2023 será um puxadinho do ano anterior, apenas pondo na oposição a dissonância cognitiva que incendiou parte do país. E tudo de ruim que o presidente fujão fez seguirá ecoando ainda este ano, enquanto cínicos darão um jeito de botar na conta dos outros a destruição que ele deixou. Mas ao menos o covarde antecipou o livramento de não tê-lo por aqui. Sabe deus até quando e o quanto nos livraremos deste surto de extrema direita que assolou nosso país, bem como voltaremos a conseguir conviver sem a tal polarização que só pesa à direita, mas prejudica a balança de toda nação, estremecendo familiares e amizades.

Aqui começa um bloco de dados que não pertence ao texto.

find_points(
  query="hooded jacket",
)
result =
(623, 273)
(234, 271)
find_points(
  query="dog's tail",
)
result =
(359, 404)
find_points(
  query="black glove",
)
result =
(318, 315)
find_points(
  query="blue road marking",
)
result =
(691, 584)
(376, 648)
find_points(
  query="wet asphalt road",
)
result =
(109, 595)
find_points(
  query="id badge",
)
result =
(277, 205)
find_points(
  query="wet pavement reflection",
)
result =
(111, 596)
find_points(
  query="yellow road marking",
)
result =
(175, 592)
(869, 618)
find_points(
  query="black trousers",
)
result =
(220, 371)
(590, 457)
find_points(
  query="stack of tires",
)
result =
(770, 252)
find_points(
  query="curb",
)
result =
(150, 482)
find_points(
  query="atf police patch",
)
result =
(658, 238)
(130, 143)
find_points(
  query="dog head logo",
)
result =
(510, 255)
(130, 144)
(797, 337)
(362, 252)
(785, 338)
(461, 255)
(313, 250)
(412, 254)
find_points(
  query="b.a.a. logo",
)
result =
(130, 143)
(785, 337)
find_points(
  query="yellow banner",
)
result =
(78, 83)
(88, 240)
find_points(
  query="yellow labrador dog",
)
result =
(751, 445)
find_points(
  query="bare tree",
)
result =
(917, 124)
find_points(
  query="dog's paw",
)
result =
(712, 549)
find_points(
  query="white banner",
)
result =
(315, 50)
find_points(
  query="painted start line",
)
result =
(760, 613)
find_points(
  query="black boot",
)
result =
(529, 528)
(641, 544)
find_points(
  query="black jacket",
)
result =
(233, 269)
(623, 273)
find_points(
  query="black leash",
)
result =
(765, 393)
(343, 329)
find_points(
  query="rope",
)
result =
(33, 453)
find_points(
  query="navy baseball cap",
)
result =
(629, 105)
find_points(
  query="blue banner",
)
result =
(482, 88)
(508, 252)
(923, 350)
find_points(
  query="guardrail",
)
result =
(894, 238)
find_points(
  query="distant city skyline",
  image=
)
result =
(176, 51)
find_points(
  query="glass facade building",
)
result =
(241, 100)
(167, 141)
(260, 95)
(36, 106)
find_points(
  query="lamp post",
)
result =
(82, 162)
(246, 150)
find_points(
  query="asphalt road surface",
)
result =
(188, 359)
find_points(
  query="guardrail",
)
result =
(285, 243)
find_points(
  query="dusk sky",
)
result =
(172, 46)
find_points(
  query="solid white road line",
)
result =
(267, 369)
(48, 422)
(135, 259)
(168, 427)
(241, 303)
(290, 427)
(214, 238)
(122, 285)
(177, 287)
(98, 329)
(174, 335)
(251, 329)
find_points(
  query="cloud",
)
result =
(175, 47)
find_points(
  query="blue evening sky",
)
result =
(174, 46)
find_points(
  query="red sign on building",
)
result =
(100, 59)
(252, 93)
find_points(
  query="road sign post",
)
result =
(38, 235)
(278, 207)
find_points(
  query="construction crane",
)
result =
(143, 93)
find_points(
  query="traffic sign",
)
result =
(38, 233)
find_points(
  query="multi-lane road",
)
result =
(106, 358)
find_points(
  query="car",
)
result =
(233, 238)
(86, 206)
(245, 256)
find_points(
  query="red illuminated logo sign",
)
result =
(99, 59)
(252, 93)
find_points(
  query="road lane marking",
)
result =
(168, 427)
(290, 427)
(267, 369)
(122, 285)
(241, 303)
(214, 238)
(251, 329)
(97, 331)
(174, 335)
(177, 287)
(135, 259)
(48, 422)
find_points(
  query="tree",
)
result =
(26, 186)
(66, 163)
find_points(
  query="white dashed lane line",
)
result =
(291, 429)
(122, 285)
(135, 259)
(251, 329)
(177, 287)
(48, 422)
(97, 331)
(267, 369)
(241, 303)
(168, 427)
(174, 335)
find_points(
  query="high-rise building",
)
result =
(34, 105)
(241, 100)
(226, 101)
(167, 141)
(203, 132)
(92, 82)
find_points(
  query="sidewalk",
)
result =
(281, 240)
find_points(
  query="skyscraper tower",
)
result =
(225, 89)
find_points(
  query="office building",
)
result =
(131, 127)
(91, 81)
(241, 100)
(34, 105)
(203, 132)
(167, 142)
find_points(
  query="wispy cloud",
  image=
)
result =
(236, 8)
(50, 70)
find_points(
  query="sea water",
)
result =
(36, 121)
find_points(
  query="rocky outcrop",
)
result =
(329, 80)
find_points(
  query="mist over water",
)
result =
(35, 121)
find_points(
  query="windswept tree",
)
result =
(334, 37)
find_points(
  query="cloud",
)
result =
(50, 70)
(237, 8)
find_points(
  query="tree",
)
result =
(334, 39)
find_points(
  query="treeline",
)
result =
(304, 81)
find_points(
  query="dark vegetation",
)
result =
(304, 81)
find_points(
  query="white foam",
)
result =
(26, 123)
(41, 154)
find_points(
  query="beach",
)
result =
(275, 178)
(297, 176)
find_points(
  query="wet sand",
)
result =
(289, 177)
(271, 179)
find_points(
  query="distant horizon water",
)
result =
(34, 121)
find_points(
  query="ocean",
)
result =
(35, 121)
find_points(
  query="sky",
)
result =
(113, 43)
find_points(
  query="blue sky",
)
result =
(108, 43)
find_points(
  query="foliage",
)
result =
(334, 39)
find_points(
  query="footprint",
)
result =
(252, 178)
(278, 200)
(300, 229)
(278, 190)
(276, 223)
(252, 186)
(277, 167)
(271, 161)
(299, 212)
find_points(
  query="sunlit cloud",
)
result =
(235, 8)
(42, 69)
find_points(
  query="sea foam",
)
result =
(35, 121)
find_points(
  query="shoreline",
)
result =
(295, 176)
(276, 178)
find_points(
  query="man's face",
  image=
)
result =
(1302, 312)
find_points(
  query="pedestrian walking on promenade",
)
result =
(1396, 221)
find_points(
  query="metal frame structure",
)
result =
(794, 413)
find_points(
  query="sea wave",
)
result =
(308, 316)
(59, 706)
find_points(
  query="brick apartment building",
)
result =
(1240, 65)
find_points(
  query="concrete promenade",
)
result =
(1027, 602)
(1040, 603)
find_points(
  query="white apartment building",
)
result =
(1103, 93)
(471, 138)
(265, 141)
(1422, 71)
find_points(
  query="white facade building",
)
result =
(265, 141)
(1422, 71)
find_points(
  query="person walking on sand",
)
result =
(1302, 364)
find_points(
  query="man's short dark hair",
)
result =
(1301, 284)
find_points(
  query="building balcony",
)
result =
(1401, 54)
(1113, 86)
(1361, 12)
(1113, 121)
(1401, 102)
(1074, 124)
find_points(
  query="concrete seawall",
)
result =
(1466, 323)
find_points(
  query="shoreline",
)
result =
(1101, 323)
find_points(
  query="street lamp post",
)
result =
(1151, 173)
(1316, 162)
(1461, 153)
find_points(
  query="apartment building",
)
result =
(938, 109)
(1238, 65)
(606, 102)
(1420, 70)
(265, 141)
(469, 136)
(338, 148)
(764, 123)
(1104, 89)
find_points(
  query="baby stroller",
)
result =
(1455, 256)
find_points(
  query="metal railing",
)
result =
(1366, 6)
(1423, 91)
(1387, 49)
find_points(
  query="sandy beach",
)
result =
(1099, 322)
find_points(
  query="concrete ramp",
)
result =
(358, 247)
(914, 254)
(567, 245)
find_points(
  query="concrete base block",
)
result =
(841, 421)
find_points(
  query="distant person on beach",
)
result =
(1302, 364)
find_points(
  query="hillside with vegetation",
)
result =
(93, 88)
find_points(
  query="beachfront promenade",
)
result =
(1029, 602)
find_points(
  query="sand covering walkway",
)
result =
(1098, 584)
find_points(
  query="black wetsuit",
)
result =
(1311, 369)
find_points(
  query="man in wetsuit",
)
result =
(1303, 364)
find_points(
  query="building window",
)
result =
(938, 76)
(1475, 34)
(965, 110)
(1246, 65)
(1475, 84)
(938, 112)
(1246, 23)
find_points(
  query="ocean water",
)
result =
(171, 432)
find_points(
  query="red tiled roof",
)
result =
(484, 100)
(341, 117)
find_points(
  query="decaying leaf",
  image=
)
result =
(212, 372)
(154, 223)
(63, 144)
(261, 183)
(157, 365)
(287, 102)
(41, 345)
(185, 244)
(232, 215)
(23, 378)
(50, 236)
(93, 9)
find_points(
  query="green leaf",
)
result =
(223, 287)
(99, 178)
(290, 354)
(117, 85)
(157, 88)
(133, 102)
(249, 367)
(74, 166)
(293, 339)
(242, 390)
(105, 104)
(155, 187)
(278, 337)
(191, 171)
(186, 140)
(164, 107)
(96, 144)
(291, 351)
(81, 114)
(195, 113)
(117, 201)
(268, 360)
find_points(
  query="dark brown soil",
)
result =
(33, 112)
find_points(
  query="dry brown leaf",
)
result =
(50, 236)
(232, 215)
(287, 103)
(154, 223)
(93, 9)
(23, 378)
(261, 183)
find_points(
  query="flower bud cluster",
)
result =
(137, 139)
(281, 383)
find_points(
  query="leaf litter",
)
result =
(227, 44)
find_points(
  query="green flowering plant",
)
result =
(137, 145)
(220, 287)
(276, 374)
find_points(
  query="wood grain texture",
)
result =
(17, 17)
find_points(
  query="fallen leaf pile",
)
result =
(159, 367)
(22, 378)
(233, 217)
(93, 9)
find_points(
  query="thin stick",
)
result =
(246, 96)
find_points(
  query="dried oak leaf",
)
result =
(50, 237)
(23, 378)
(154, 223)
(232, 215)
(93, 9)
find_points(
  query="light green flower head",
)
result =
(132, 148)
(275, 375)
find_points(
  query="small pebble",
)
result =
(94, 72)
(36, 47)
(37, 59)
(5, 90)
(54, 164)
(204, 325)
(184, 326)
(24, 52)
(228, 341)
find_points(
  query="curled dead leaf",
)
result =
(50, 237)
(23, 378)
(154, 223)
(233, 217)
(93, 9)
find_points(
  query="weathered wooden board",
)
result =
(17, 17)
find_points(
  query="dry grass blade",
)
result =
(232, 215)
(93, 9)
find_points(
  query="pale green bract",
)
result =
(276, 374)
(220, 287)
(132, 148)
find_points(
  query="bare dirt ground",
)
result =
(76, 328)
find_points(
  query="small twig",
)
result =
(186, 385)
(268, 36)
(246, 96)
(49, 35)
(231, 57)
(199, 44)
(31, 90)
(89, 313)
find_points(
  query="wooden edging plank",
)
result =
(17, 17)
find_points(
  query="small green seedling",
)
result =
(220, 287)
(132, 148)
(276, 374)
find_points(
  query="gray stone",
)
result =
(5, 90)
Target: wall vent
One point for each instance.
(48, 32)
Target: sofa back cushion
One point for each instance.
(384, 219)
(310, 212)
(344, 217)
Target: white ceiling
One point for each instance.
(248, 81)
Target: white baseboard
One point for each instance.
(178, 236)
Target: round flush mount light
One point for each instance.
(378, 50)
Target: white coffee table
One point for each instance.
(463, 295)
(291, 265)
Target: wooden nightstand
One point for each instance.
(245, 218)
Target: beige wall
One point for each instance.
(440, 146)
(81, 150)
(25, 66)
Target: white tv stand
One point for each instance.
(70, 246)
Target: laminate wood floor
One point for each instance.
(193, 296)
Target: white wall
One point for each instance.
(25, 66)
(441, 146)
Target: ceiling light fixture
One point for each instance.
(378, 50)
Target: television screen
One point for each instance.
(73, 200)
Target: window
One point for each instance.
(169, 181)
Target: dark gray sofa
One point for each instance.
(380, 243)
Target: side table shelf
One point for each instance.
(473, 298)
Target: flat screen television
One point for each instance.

Dá pra se despedir de 2022 com um peso desses nas costas?
Certa vez, numa entrevista, Carlos Heitor Cony foi provocado para se posicionar sobre algo do Brasil, e contou uma historinha, que era mais ou menos assim:
As bactérias todas estavam se reunindo, dentro de um corpo humano, pois havia a notícia de um novo antibiótico que provavelmente aniquilaria todas elas. Em meio à convenção, viram a bactéria mais antiga, mais experiente de todas, passando ao largo da manifestação. Foram lá perguntá-la se não haveria nenhum discurso, manifestação, algo que ela pudesse fazer, ao que ela respondeu: estou saindo na próxima mijada.
Chico Buarque, ao lançar sua canção Que Tal Um Samba, me deu um sacolejo. Ele segue sem querer sair na próxima mijada, sendo nome fundamental do país. Já não é mais tempo para lamentar. Agora, é juntar os cacos e ir à luta. Esconjurar a ignorância. Com um samba para espantar o tempo feio. Para remediar o estrago. E propõe: fazer um filho, que tal?
2022 me trouxe um filho.
Eu poderia me despedir do ano, mas o ano estará em mim como a marca mais indelével e marcante possível. E agora todo ano pra mim terá que ser melhor que o anterior, para ver crescer, criar um filho num bom lugar, numa cidade legal. Vou ter que cair pra dentro de qualquer “antibiótico”, até depois de ele criar casca e perder a ternura, depois de muita bola fora da meta. E tentar fazer de tudo para ele ser uma pessoa boa para o mundo. Que ele melhore o mundo, à sua maneira.
Há uma vida em mim e de mim que começa em 2022. Razão maior pra pensar em uma beleza pura no fim da borrasca.
A canção de Chico, e o meu filho, e a página infeliz da nossa história que viramos no dia primeiro de janeiro de 2023 (tentando deixar pra trás quatro anos sombrios de Brasil), as guerras, a natureza se degradando, talvez tenham como consequência a peça que estreio dia 6 de janeiro, no Teatro Martim Gonçalves.
Escrevi Fantasia de Guerra em meio a tudo isso que falei acima. Eu talvez esteja num momento diferente, torcendo por um momento diferente. E tocando nisso tudo, no espetáculo, sob uma outra e nova perspectiva. Tem um 2023 nascendo dentro de mim.
Sempre achei a histeria com a virada do ano algo exagerado. É só um dia novo que chega. E se não fizermos nada, ele não vai raiar como queremos.
Mas 2023 vem diferente, apesar de tudo.
Fiquemos com o coração pegando fogo e cabeça fria.
Façamos por merecê-lo.
E um feliz ano novo com mais tolerância, sabedoria, amor e paz.